For a second he debated telling her about his project. The one he wanted to be his next act, only he hadn’t been able to make it work. Looking at her raw footage, he knew that he’d been the problem. Could what he had be fixed?

He studied Maya’s profile, then looked at her rapidly manipulating the mouse. He had a feeling that if his project could be saved, she was the one to do it, then he shook his head. No, he told himself. He liked Maya. He respected her, but there was no way he was willing to trust her with something like that.

After a couple of minutes, she glanced at him. “Are you just going to sit there, staring, watching me work?”

“Pretty much.”

She smiled. “I don’t think so. I mean this in the nicest possible way, but get out.”

“Just like that?”

“Uh-huh.”

Del stood and stretched. “You’ll miss me when I’m gone.”

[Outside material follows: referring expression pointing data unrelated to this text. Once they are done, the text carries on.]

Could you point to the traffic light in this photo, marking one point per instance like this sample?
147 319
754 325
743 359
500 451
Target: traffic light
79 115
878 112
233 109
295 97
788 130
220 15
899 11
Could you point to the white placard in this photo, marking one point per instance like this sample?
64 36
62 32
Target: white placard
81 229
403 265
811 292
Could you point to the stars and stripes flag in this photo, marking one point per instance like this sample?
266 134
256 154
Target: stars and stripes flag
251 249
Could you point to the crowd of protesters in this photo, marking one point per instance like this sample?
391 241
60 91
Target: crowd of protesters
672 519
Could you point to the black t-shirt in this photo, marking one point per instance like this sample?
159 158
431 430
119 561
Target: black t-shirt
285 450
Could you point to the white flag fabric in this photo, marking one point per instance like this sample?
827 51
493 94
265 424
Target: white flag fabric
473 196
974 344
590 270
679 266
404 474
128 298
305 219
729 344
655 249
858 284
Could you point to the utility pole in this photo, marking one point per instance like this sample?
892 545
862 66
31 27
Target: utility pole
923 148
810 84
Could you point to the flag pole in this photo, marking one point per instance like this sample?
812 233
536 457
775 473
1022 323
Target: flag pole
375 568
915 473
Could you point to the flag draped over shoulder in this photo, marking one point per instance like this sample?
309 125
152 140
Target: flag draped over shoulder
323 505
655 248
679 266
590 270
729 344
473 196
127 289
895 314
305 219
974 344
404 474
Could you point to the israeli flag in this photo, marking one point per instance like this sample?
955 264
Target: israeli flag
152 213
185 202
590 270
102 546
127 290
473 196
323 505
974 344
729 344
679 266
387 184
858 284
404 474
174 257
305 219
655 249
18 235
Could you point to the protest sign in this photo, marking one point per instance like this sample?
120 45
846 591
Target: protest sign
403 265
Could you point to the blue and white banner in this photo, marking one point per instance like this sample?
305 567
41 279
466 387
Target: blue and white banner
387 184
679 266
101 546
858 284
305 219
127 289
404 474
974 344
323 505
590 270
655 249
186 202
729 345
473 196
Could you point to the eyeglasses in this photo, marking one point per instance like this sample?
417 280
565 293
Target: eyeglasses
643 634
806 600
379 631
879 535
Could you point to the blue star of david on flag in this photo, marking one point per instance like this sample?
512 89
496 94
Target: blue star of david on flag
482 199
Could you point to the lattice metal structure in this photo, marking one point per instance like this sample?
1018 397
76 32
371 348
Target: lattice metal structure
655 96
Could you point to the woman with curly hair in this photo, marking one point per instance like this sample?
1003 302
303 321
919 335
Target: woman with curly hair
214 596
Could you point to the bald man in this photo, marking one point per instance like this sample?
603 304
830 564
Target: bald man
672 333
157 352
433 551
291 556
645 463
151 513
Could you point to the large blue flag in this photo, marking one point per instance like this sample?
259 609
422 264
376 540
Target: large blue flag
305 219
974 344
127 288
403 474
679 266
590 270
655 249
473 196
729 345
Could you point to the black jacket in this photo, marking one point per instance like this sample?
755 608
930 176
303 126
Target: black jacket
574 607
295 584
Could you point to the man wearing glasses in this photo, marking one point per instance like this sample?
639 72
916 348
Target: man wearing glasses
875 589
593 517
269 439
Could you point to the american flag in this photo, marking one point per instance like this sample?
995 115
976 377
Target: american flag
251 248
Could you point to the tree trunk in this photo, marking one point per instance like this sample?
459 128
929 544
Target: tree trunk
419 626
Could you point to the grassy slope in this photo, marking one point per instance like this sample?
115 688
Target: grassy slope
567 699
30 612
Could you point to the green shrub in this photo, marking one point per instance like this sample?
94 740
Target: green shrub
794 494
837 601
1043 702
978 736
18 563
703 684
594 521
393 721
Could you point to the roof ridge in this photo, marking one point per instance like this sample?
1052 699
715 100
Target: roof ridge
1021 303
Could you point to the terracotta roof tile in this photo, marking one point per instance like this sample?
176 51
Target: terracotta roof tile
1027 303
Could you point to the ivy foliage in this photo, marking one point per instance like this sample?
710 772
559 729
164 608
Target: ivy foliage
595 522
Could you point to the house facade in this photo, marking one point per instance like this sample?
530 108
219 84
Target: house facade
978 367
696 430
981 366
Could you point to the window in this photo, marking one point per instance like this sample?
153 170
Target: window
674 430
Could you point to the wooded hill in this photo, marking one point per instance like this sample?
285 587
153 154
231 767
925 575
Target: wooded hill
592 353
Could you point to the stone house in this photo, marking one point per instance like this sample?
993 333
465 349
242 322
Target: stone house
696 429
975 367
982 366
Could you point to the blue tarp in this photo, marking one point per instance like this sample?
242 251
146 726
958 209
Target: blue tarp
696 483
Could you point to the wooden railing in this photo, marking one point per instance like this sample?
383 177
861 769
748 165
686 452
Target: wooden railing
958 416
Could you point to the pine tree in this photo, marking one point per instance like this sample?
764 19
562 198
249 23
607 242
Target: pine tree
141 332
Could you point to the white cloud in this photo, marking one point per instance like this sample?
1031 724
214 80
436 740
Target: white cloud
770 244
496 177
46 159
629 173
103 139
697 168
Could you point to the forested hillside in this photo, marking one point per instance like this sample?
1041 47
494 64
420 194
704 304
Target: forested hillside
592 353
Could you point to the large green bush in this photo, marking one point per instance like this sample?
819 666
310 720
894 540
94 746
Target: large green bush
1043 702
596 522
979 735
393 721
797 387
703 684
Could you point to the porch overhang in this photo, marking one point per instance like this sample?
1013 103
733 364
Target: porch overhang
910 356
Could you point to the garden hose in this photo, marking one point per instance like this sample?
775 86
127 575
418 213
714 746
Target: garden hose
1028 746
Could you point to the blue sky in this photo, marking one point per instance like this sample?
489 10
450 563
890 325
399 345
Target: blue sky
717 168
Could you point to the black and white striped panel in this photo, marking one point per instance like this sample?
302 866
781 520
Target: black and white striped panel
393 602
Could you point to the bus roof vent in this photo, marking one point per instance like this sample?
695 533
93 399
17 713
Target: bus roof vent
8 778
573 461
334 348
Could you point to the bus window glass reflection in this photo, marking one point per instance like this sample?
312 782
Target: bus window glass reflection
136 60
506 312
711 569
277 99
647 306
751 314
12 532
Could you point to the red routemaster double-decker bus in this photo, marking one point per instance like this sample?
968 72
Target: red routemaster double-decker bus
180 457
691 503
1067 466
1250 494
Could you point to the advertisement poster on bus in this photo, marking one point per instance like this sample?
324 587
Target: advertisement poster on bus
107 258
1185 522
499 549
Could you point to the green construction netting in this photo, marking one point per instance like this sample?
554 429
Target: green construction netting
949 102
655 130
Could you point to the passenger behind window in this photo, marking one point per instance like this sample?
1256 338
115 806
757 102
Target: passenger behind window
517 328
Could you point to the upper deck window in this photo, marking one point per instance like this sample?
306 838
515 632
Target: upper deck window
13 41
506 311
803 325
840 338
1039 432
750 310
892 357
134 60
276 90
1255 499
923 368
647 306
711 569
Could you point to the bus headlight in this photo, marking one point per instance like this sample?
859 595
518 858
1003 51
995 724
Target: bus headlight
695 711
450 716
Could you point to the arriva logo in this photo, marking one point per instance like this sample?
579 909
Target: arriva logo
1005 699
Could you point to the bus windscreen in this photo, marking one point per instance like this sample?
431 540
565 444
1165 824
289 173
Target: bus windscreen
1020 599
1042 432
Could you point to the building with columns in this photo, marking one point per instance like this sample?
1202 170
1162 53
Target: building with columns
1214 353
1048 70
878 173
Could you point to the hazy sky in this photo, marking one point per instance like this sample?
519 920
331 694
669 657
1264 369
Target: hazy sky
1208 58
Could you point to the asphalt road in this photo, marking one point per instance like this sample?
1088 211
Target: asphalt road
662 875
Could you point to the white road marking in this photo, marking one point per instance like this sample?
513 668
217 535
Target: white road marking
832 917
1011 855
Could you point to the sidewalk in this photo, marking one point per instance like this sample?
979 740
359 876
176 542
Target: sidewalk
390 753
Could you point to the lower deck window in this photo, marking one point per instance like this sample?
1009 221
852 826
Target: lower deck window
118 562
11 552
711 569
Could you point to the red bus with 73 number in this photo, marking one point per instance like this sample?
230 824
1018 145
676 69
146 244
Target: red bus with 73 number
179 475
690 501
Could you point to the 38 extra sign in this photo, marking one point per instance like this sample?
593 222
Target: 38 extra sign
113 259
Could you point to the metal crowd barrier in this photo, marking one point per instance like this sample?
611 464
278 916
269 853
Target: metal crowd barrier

Something flashed in her eyes. An emotion that was gone so quickly, he wasn’t able to read it. Had she missed him? Before? When she’d ended things so abruptly? Had she regretted her decision to end their relationship?

Not that it mattered, he told himself. The past was firmly in the past. He didn’t believe in going home, all evidence to the contrary. Because he wasn’t back for more than his father’s birthday. Over the past ten years he’d learned a lot of things. And one of the most important was that he didn’t go back. Not ever.

* * *

AFTER MAYA KICKED him out, Del wandered around Fool’s Gold. Somehow he found himself heading for the Mitchell Adventure Tour offices. Despite the small size of the town, he hadn’t run into Aidan since he’d been back.